An actor, director, producer, playwright, and songwriter, Bill is also one of the area’s best known acting teachers. After relocating from New York in 1994, he co-founded Actors Bridge Ensemble and introduced Nashville to the Meisner Technique; since then, through classes at ABE and Belmont University’s Theater Department (he retired in 2014 as Assistant Professor of Acting and Directing), he’s trained more actors than anyone in town. He has directed for the Nashville Repertory Theatre and the O’Neill Theatre Center in addition to more than 60 ABE productions as director and/or actor.
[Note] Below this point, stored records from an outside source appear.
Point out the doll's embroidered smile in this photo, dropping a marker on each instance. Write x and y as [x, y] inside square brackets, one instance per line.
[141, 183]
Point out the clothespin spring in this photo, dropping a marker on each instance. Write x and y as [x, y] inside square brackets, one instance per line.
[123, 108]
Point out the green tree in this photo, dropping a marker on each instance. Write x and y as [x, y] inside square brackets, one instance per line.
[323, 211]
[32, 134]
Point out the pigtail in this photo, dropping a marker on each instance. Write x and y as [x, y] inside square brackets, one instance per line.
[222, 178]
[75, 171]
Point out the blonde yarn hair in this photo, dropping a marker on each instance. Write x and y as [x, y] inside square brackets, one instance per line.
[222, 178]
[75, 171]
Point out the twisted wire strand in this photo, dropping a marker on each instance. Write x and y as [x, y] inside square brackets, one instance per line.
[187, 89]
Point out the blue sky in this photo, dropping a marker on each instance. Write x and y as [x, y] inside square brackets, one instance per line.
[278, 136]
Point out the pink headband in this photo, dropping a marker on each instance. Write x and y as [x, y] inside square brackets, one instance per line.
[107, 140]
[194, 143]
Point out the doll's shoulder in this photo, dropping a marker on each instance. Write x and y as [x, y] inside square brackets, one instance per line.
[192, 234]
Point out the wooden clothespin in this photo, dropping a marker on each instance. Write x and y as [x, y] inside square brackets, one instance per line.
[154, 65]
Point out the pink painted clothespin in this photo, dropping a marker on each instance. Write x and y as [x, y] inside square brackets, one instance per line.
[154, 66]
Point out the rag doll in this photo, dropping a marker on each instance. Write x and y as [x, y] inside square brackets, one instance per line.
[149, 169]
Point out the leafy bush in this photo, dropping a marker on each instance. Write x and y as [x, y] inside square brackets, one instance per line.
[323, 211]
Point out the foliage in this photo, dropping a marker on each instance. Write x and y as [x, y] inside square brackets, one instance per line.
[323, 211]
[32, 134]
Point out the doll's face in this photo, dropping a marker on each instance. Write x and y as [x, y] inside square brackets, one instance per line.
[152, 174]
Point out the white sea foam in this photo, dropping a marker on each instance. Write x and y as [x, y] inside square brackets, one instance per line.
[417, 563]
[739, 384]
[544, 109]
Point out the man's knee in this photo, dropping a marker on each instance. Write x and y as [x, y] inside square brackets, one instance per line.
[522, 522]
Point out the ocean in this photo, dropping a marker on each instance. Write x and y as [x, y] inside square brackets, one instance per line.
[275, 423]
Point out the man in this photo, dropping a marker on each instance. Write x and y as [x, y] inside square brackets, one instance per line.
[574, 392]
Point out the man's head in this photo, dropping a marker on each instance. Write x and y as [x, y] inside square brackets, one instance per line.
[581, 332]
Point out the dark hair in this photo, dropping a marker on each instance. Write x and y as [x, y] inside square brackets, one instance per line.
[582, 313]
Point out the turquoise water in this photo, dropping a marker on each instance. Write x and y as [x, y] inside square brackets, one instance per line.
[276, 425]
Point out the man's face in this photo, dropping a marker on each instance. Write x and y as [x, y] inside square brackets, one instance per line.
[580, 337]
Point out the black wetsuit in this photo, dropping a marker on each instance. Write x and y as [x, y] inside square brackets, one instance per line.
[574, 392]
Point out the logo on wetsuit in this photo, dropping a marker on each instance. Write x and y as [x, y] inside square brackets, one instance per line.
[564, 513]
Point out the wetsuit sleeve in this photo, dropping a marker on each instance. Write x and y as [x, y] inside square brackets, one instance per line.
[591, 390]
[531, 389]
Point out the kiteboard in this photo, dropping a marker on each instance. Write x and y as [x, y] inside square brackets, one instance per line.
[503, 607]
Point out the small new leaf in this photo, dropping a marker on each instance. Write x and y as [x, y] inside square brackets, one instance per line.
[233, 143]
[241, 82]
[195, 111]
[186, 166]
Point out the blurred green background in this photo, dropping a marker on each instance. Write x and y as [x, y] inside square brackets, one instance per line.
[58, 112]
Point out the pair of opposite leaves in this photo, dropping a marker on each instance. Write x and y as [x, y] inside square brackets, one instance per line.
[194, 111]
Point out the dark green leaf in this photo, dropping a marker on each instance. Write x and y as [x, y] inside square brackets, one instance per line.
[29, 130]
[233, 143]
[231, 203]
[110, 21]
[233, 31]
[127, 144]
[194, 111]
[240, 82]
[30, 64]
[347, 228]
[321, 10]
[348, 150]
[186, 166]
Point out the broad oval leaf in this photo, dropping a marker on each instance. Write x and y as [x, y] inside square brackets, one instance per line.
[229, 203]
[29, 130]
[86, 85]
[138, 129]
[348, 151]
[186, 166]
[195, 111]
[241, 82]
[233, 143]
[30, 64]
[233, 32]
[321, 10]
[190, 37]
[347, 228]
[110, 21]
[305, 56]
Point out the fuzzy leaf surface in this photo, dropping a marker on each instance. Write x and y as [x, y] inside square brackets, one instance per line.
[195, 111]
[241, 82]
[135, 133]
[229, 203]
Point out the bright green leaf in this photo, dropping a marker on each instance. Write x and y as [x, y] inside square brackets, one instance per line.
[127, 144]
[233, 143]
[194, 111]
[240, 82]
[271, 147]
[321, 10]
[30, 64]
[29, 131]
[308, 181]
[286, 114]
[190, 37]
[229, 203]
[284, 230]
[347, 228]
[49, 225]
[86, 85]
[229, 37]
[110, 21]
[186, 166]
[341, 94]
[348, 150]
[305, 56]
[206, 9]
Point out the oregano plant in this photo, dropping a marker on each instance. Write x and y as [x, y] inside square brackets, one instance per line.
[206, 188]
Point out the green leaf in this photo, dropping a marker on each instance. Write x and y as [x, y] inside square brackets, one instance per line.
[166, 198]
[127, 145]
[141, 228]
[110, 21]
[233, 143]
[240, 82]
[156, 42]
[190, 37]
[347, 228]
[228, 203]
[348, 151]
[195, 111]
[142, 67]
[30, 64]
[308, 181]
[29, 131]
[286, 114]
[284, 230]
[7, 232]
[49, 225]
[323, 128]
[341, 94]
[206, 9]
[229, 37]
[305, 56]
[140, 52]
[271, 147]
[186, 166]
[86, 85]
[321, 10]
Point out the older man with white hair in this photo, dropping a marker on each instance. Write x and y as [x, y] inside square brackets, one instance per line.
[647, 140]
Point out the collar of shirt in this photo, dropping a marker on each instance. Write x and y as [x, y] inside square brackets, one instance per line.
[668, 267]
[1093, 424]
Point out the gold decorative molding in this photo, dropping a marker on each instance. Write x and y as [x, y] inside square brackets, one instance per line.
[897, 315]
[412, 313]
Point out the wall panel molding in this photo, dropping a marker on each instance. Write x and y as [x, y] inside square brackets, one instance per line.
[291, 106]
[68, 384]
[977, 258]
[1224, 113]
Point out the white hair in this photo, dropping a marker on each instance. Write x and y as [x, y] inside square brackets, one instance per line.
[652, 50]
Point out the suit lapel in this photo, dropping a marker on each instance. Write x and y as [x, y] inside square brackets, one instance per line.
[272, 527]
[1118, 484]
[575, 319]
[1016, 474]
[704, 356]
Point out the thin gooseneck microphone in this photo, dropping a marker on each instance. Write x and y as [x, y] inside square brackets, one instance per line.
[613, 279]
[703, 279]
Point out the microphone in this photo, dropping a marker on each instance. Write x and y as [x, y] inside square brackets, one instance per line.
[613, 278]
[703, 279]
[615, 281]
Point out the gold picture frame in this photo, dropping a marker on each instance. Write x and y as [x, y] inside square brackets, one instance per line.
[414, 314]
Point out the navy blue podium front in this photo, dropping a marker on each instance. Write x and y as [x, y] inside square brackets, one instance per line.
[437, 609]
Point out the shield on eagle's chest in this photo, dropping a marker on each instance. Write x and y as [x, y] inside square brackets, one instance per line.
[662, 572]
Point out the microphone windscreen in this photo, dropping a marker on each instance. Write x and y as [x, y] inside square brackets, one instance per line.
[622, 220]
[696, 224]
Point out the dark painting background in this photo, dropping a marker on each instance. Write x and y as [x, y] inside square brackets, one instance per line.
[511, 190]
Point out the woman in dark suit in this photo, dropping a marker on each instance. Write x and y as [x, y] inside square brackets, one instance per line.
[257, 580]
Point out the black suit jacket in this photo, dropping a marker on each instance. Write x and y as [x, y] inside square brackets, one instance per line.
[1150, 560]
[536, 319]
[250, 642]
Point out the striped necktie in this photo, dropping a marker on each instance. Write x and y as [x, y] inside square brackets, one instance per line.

Among his six produced plays are the musical American Duet (written in collaboration with Grammy-winning songwriter Marcus Hummon), which starred Darius Rucker, and a drama about Scott and Zelda Fitzgerald, Outside Paradise.
Joseph (J.) Kline is the president of Watkins College of Art, Design & Film. Formerly he held administrative and faculty posts at Eastern New Mexico University, DeSales University, and the Savannah College of Art and Design, where he introduced the major in dramatic writing. Dr. Kline is an active member of Actors’ Equity Association, SAG-AFTRA, and the Dramatists Guild of America. Professionally he has worked as an actor, director, playwright, and producer in theatre, film, and television, including three years as the playwright-in-residence at Barter Theatre, the state theatre of Virginia. His plays have been produced across America and abroad.